Como mucha de mi música favorita; aquella que me ha acompañado durante años enfundada en un abrazo en conjunto, conocí a Leonard Cohen en un viejo casete pirata que tenían mis hermanas entre sus álbumes, libros y fotografías cuando apenas me iba a entrar la pubertad; se trataba de su disco de éxitos de 1975. Y sí bien por esos años lo que yo buscaba era un sonido enérgico cargado de riffs ácidos de guitarra y potencia a lo más vil para -según mis creencias de entonces- alejarme de todo, no pude más que rendirme ante sus canciones casi a la primera escucha. En la aparente sencillez de las notas que brotaban de la bocina de la grabadora había una sazón de nostalgia, de sapiencia; ecos de experiencia brutal, de dolo y un apasionamiento por las espinas del amor. En los recovecos de su lirica comencé a conocer el serpenteante mundo de sentimientos al que me dirigía y en el que aún camino y aún me explicó ocasionalmente con sus frases. Fue él, pues, incluso antes que Dylan, quien me enseñó que no todo era experimentación en el mundo sonoro sino también contenido. No se trataba únicamente de sonar bien sino de decir algo, tener discurso y total franqueza.
Aquel casete no sé si aún exista en alguna caja cargada de polvo en la casa donde crecí la mitad de mi vida; en realidad no recuerdo si logró superar el desgaste que le hice conocer aquellos días, meses y quizá años. Viendo hacia atrás, esas horas me parecen ahora un horizonte tan lejano como vasto el universo que me hizo conocer: sentimientos y emociones embotelladas al vacío del plástico, del laser y de la era digital. Enseñanza pura de que la belleza no es nunca una dama bien vestida sino una que disfruta de su desnudez para, de vez en cuando, violentarse y alzar la voz.

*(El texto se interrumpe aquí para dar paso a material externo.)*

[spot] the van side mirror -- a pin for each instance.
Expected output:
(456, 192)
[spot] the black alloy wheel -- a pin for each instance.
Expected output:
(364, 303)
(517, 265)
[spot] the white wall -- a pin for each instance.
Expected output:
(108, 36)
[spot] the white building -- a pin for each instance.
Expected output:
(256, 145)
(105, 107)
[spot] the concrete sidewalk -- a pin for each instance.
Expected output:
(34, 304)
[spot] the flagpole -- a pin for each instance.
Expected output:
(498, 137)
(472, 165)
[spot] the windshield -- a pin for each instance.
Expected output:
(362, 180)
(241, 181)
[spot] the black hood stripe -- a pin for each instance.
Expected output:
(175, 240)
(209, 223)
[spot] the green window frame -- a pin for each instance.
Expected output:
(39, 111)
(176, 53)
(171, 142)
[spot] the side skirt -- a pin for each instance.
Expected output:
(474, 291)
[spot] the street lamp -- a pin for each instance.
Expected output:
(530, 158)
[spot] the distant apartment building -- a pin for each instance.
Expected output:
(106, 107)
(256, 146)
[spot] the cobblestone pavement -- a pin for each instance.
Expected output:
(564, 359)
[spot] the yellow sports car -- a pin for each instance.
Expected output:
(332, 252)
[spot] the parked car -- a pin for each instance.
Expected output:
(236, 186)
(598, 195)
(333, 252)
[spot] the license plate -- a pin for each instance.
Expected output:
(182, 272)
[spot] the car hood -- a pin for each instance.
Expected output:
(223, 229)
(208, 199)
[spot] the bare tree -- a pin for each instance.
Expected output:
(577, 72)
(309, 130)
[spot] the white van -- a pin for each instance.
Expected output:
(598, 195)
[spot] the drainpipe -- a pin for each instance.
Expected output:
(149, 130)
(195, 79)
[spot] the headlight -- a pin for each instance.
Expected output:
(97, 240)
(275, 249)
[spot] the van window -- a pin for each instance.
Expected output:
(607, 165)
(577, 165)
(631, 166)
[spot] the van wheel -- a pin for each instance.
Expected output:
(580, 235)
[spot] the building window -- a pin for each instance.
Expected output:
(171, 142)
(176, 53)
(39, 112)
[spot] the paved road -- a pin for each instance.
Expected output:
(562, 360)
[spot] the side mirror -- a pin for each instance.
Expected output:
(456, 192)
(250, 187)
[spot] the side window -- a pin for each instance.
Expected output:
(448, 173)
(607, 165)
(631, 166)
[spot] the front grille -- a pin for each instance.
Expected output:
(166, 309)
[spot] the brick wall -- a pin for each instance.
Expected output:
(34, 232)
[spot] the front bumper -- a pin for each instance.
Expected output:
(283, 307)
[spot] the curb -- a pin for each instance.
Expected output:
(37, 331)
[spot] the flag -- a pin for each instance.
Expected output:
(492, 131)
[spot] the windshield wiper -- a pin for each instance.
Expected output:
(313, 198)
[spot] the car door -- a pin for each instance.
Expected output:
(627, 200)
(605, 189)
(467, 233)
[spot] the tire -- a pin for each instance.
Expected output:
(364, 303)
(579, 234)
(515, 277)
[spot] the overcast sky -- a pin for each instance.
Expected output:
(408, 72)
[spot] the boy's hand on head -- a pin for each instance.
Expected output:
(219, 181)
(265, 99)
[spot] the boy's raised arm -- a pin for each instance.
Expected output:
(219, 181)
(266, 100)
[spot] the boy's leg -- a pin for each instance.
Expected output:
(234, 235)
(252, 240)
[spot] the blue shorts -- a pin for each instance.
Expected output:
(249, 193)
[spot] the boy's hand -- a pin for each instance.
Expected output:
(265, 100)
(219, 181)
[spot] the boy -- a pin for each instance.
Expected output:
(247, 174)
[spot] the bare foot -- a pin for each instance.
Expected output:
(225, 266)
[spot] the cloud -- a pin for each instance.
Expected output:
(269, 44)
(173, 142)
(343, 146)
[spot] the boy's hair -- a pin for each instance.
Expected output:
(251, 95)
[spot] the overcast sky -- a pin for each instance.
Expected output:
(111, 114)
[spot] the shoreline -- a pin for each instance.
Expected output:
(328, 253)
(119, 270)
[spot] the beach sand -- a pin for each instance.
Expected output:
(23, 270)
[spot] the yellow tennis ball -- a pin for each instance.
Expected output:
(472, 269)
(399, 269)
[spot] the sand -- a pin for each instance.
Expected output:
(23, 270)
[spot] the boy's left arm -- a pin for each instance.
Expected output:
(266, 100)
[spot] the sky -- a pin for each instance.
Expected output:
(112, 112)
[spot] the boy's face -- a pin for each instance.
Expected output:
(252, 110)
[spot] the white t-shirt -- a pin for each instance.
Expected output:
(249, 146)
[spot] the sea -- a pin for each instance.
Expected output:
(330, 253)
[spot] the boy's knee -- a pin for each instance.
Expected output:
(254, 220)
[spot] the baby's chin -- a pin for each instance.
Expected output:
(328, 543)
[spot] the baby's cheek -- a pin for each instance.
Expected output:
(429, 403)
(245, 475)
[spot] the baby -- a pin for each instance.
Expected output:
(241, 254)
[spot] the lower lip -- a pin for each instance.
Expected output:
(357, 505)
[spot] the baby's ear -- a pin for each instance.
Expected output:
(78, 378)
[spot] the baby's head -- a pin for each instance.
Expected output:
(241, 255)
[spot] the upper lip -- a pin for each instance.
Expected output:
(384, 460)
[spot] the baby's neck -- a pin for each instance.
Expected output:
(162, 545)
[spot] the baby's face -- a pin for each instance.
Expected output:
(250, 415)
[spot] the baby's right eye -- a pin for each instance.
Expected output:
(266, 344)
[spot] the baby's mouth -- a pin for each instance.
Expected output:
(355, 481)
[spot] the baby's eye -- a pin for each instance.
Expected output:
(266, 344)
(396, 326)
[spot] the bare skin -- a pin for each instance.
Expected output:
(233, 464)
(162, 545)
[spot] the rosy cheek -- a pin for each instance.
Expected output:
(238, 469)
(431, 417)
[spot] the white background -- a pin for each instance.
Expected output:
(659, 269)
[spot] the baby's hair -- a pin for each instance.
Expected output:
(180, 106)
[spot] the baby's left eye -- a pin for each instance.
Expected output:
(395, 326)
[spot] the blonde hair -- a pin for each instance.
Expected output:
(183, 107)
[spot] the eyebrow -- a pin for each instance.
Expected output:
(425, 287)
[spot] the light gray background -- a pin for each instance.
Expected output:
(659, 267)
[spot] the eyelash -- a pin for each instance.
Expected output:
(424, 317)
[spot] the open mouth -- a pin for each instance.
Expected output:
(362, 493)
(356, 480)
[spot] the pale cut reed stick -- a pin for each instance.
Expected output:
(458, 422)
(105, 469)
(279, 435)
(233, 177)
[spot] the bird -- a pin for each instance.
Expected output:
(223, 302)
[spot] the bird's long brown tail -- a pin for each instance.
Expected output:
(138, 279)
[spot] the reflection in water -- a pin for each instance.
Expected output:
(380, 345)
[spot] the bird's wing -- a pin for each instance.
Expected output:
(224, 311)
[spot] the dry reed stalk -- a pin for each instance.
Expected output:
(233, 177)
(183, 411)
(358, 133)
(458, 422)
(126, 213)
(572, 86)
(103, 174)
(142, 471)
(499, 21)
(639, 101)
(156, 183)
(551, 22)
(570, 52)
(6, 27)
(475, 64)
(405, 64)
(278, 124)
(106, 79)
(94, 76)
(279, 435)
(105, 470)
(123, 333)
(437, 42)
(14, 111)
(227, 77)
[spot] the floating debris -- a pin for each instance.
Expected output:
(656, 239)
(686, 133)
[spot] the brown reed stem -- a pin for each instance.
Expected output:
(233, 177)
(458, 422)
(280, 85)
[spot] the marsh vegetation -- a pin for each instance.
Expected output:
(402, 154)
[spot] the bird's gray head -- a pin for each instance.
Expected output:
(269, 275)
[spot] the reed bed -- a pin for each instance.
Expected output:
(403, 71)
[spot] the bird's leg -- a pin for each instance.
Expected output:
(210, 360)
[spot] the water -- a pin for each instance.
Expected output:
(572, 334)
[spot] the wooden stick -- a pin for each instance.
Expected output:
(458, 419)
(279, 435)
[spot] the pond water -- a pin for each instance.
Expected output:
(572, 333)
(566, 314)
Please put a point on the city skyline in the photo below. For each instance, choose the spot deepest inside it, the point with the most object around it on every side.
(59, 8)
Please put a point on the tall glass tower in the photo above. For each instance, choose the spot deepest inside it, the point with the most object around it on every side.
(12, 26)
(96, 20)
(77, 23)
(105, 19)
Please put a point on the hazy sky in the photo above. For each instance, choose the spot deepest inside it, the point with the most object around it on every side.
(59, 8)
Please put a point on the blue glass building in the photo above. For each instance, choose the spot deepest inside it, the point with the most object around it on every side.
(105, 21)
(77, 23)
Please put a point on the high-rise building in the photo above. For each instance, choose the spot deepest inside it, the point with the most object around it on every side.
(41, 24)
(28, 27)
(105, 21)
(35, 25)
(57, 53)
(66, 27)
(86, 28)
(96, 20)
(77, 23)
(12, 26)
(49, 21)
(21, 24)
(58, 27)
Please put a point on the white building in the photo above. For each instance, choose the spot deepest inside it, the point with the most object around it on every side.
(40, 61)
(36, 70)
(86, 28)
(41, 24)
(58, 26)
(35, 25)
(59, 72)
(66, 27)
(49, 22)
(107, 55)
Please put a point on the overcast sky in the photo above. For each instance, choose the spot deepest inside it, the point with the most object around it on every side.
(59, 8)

Que señala con enojo y se ensucia sin apuros para acariciarte y mostrar al mundo valerosamente su llorosa mirada, su cansada fragancia y las marcadas cicatrices que le dejaron las jornadas de vida. La beldad como una catarsis repleta de elegancia.
Si bien no recurro tan a menudo a su discografía, cada que me regalo dicha oportunidad algo en el aire me respalda y me hace respirar de una manera bucólicamente honesta; me hace sentir acogedoramente simple, llano, solitario. Una sombra capaz de encontrarse la sonrisa entre las penas. Una carcajada repleta de las condenas que da la felicidad... Si bien el mundo de sus letras, de su narrativa, de sus encuentros y reencuentros han marcado a miles, a cada uno le ha creado su propia firma. Su propio sello con su propia tinta y su propio sabor. El mío no sonará del todo tan especial; se remonta y remontará siempre a ese casete viejo y pirata de mis hermanas en que le escuché por vez primera. Y es que a través de todo el paraje en que me ha acompañado indirectamente, no me queda más que aclararle a manera de despedida -ahora que tristemente nos ha dejado- que así como hizo a bien decir y cantar alguna vez, yo, como miles de sus seguidores, sólo he tratado a mi manera de ser siempre libre.